18.4.19

Ne préfère pas le sang à l’eau – Céline Lapertot



Après deux premiers romans fort réussis (« Et je prendrai tout ce qu’il y a à prendre » puis « Des femmes qui dansent sous les bombes »), la romancière par ailleurs également professeur de lettres dans le secondaire fait paraître un troisième roman fort différent, moins impactant et qui nous a, disons-le d’emblée, beaucoup moins séduit.
Roman d’anticipation, situé dans un futur proche en un lieu quelconque. Peu importe, si ce n’est que le manque d’eau potable s’est abattu sur le monde.
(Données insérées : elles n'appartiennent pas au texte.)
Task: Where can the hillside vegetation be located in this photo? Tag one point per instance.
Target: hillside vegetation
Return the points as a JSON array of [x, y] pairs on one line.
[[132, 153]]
Alors quand on est un petit pays comme celui imaginé par l’auteur qui a su anticiper en faisant construire une immense citerne censée subvenir aux besoins de la population, cela attise forcément convoitise et bas instincts. D’où l’afflux massif de réfugiés venus chercher le nouvel Eldorado dans un pays qui finit par se sentir envahi. Alors quand un jour des extrêmistes font sauter la citerne, ceux qui ont bâti leur avenir politique sur un populisme haineux en profitent pour confisquer le pouvoir et mettre en place un régime autoritaire et bientôt totalitaire.
Dès lors, ce qui était un petit paradis sur terre devient une prison à ciel ouvert où l’on confisque la liberté de penser, d’agir et où l’on enferme tout individu ayant eu des velléités d’exprimer leur refus d’adhérer à l’idéologie dominante. Bref, c’est dans un monde possible, voire probable de manière inquiétante, que nous plonge Céline Lapertot. Une façon d’éveiller les consciences de ceux qui seraient tentés par une aventure que l’on sait d’avance suicidaire. Un geste louable mais dont la portée reste douteuse car quelle est la probabilité que ceux qui réfléchissent sur de fausses bases soient tentés de lire le roman d’une auteur encore assez confidentielle ?
L’exercice tient d’autant plus du pari osé que la composition du roman où la parole est successivement donnée à divers personnages dont on éprouve le plus grand mal à comprendre qui ils sont vraiment et quels rôles ils jouent dans un pays qui demeure trop vague, crée une distance permanente entre le récit et le lecteur. Une distance qui pourra pousser certains à abandonner la lecture avant qu’un rythme plus convaincant ne s’installe, passé un gros premier tiers.
Si l’intention est louable, la méthode ici manque de force de conviction. Dommage.